Understanding Wave Speed on a String: The Physics Behind the Formula

Think about plucking a guitar string. The moment you release it, a disturbance travels along the string — that travelling disturbance is the wave. The question of how fast it travels depends on two competing physical properties of the string: how strongly it resists being stretched (tension) and how much inertia it has per unit length (linear mass density).

This is a core topic in AP Physics 1, and once you understand the intuition, the formula becomes obvious rather than something to memorise blindly.

The Key Formula

The wave speed on a string is given by:

v = √(FT / μ)

  • v — wave speed (m/s)
  • FT — tension in the string (N, Newtons)
  • μ (mu) — linear mass density of the string (kg/m), which is the mass per unit length: μ = m / L

The tension is in the numerator — greater tension means faster wave propagation. Linear mass density is in the denominator — a heavier string per unit length moves more sluggishly and slows the wave down. As a University Gold Medalist in MSc Physics, I always tell students to reason through the formula first before plugging in numbers. Ask yourself: if I double the tension, what happens to speed? It increases by a factor of √2, not 2. That square root trips many students up on exam day.

Everyday Analogy

Imagine a long row of people holding hands. If everyone is alert and gripping tightly (high tension), a nudge at one end travels down the row very quickly. But if everyone is heavy and sluggish (high μ), the nudge moves slowly. The string wave works exactly the same way — tension drives the restoring force, and linear mass density resists the motion.

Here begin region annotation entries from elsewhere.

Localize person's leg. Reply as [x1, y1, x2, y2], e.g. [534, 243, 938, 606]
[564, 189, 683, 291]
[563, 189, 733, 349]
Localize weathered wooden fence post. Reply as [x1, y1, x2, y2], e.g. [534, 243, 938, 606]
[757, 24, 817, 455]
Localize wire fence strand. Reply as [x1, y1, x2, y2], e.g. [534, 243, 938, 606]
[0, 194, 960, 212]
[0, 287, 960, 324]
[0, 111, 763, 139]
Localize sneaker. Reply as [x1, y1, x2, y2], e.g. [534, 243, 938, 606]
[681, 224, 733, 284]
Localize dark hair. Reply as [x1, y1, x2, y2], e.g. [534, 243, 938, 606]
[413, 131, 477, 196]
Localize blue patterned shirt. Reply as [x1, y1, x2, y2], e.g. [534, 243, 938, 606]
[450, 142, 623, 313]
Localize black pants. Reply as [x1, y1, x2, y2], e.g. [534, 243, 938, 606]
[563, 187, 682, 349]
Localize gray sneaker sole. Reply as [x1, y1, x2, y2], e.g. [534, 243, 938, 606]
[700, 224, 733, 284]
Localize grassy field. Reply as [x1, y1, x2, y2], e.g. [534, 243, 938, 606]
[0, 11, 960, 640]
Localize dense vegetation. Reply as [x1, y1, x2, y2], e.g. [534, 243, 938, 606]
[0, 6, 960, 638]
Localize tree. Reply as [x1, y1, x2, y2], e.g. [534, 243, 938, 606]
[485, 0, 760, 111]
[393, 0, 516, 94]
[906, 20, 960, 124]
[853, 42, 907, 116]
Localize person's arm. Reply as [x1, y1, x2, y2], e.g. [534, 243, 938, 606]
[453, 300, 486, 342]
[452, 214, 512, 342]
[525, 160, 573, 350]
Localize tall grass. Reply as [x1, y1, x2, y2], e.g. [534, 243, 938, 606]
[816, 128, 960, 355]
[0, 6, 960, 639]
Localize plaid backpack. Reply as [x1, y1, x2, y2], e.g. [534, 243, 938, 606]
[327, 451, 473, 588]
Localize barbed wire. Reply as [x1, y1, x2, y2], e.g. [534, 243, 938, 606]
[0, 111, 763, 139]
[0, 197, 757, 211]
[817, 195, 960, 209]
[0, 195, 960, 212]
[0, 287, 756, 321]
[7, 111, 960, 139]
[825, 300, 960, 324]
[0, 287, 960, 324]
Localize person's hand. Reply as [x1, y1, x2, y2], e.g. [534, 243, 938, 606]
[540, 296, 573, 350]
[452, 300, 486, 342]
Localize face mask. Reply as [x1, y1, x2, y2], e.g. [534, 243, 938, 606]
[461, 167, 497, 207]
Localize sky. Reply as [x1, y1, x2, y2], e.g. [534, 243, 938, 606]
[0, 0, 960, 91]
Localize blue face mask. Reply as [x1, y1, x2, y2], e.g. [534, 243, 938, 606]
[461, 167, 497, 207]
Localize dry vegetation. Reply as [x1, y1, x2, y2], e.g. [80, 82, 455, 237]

Where Linear Mass Density Comes From

You will often be given the total mass m of a string and its total length L. Calculate μ first:

μ = m / L

For example, a string of mass 0.060 kg and length 3.0 m has μ = 0.060 / 3.0 = 0.020 kg/m.

Worked Example

A string of mass 0.060 kg and length 3.0 m is held under a tension of 48 N. Calculate the speed of a wave travelling along it.

Step 1 — Find μ:
μ = m / L = 0.060 kg / 3.0 m = 0.020 kg/m

Step 2 — Apply the formula:
v = √(FT / μ)
v = √(48 N / 0.020 kg/m)
v = √(2400 m²/s²)
v = 48.99 m/s ≈ 49 m/s

Notice how the units work out: N / (kg/m) = (kg·m/s²) / (kg/m) = m²/s², and the square root gives m/s. Always track your units — AP Physics 1 free-response graders reward correct unit handling.

It is also worth knowing that wave speed on a string is independent of frequency and amplitude. The frequency of the wave is set by whatever is vibrating the string (your finger, a speaker), and the amplitude depends on how hard you pluck it. But the speed is determined purely by the string’s physical properties. This is a surprisingly common misconception I see even among well-prepared students. For more on how wave properties relate to each other, the Physics Classroom’s guide on wave speed is an excellent reference.

Once you know the wave speed, you can connect it to frequency and wavelength through the universal wave equation: v = f λ, where f is frequency (Hz) and λ is wavelength (m). This connects mechanical wave behaviour on strings to broader wave physics covered across AP Physics courses.

Common Mistakes

Mistake: Using total mass instead of linear mass density directly in the formula — writing v = √(FT / m) without dividing by length first.
Fix: Always calculate μ = m / L before substituting. The formula requires mass per metre, not total mass.

Mistake: Assuming that increasing the frequency increases the wave speed on the string.
Fix: Wave speed on a string depends only on tension and linear mass density. Frequency changes the wavelength, not the speed.

Mistake: Forgetting to take the square root and reporting v = FT / μ as the final answer.
Fix: The formula has a square root over the entire fraction. After dividing, always apply √ to get the correct speed in m/s.

Exam Relevance: Wave speed on a string appears in AP Physics 1 (Unit 10: Mechanical Waves), IB Physics HL/SL, and A-Level Physics. Expect both multiple-choice questions testing conceptual reasoning and free-response questions requiring full calculations with unit tracking.

Pro Tip from Christi J: When tension doubles, speed increases by only √2 ≈ 1.41 times. Sketch a quick ratio before calculating — it catches errors instantly on multiple-choice questions.